Centering a transnational feminist cultural studies approach, this course will explore a variety of contemporary visual imaging technologies that privilege the body and encourage students to develop critical analytical skills to interrogate the world in which they currently live. Analyzing the production, circulation, and consumption of visual cultural productions (in addition to their representational aspects), the course will ask what the role of visuality is in constructing ideologies of gender, race, sexuality, and national identity. Specifically we will focus on the ways that visual culture focused on the body travels within and across national borders, and the role of such gendered, racialized, and classed mobilities in colonialisms, capitalisms, and practices of war.

Each week, students will post 1 blog entry about the week's course materials by 9:00 pm on the date listed on the syllabus. Further, students will then post 2 comments on their classmates' blog posts by 9:00 pm on the next day.

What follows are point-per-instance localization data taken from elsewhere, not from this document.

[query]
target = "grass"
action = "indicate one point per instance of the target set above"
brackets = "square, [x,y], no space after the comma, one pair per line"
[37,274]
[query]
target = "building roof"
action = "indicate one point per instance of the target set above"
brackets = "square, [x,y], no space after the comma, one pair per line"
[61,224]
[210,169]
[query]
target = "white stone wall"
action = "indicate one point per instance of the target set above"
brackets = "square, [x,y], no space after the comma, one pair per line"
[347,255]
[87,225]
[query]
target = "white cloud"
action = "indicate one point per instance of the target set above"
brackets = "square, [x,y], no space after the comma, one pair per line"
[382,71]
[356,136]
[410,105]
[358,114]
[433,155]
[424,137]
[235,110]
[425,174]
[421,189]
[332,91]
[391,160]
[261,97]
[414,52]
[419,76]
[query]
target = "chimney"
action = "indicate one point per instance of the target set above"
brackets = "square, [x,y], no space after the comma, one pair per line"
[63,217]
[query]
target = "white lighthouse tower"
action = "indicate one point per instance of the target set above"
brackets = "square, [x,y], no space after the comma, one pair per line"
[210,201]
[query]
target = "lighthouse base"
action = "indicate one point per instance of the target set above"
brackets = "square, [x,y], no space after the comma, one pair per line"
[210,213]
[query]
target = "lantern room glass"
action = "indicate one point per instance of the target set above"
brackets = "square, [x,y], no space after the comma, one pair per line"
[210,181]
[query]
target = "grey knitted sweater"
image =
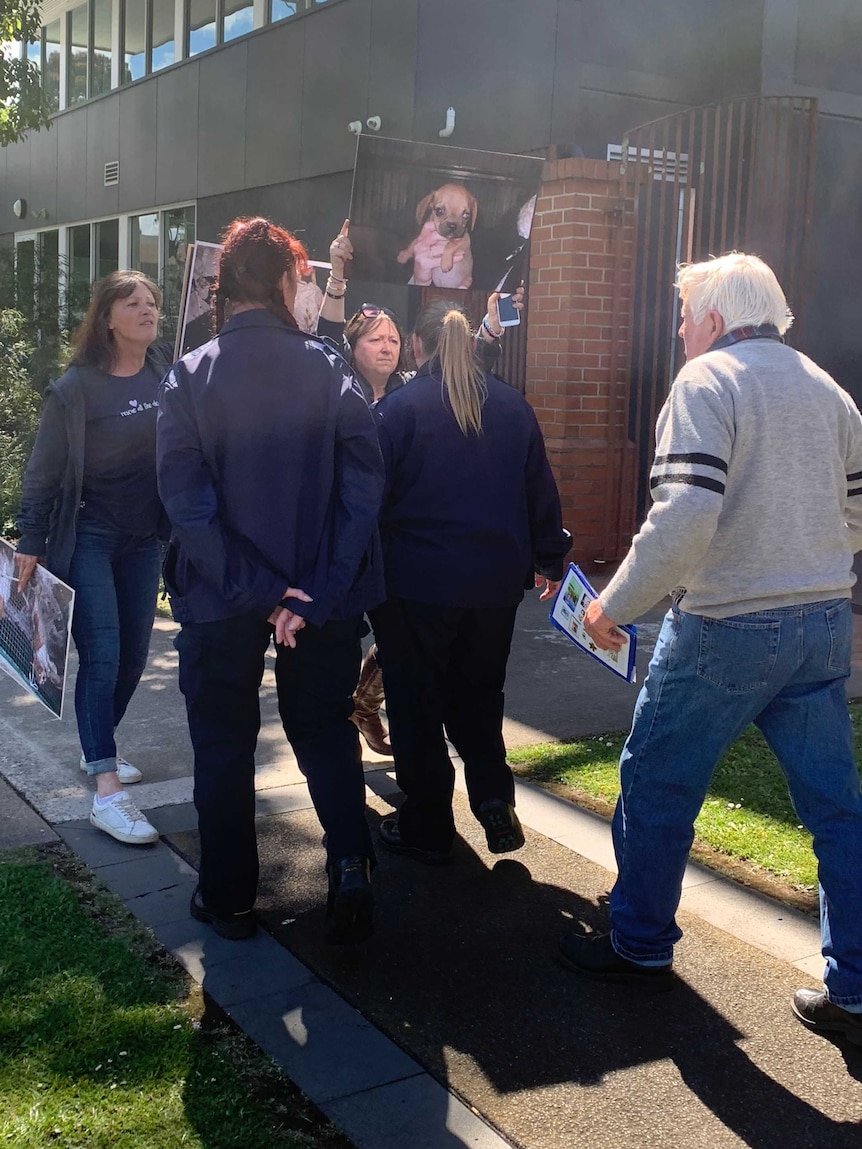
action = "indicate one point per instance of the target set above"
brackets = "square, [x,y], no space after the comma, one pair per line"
[756,488]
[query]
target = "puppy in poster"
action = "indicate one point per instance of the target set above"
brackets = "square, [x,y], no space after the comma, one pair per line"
[440,253]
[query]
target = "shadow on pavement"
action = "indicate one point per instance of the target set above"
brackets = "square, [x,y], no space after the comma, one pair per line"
[461,973]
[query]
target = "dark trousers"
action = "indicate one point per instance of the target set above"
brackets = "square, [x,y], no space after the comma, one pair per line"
[444,666]
[221,668]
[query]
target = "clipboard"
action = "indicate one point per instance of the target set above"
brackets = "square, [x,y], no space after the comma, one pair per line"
[567,615]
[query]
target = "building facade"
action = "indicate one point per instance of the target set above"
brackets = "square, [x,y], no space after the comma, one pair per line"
[174,116]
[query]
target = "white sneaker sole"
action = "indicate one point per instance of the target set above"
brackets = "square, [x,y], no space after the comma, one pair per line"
[127,773]
[146,839]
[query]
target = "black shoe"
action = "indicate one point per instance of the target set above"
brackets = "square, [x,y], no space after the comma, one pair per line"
[595,957]
[502,827]
[232,926]
[815,1010]
[349,905]
[392,841]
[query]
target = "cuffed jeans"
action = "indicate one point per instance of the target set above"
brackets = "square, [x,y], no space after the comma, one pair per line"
[444,666]
[708,679]
[115,577]
[221,669]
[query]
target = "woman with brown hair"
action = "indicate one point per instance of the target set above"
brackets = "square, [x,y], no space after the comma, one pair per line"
[271,477]
[470,518]
[91,511]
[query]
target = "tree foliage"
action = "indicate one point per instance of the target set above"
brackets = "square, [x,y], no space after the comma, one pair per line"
[23,103]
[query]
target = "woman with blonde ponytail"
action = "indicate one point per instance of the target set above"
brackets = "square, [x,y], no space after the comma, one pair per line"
[470,519]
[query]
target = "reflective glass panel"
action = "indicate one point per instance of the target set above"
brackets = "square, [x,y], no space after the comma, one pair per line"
[51,63]
[281,9]
[145,244]
[135,40]
[177,233]
[163,53]
[107,247]
[76,77]
[102,29]
[201,25]
[77,284]
[238,18]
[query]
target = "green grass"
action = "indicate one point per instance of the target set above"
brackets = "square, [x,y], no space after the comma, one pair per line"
[107,1043]
[747,816]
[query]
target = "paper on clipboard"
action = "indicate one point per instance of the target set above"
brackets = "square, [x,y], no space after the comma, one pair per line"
[567,614]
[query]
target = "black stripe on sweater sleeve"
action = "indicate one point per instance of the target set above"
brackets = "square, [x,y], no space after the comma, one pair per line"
[701,460]
[689,480]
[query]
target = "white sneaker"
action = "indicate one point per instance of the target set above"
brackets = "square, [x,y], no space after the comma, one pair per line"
[127,773]
[122,819]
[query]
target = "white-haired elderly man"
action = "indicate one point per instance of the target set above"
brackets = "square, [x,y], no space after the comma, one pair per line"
[756,515]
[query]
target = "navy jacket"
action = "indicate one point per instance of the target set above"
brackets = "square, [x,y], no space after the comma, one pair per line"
[467,519]
[271,477]
[54,477]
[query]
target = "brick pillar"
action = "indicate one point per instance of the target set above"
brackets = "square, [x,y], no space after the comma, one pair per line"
[577,352]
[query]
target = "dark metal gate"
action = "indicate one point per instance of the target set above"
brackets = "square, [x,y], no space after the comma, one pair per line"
[736,176]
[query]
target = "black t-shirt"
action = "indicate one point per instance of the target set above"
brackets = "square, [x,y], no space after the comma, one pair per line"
[120,483]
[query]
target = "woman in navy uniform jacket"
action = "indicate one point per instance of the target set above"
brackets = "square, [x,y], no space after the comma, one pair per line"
[470,518]
[271,476]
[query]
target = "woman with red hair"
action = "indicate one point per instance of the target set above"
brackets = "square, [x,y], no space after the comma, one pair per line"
[271,476]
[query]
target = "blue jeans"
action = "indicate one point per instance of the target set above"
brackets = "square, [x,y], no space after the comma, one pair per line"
[116,580]
[708,679]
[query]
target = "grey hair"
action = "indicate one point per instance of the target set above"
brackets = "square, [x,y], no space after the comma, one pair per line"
[740,287]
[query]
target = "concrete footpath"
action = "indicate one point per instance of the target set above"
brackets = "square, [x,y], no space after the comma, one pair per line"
[454,1025]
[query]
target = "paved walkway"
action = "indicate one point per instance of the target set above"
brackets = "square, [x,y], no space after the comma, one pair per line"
[454,1026]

These comments should be thoughtful considerations, and are the place where you can ask questions about your classmates' posts, respond to questions they pose, link to other visual media, or evaluate what conversations your classmates' posts enable.

I encourage you to embed links in both your blog post and your comments to articles, definitions, and especially images, videos, and other web ephemera that you find relevant to the week's material. This is obviously a class about visual culture and imaging technologies, and I encourage you to link the scholarly articles and cultural productions from class to other visual media you encounter in your lives.

If you are new to blogging, don't fear--we will discuss this assignment throughly on the 1st day of class, as well as go over what constitutes a good blog post.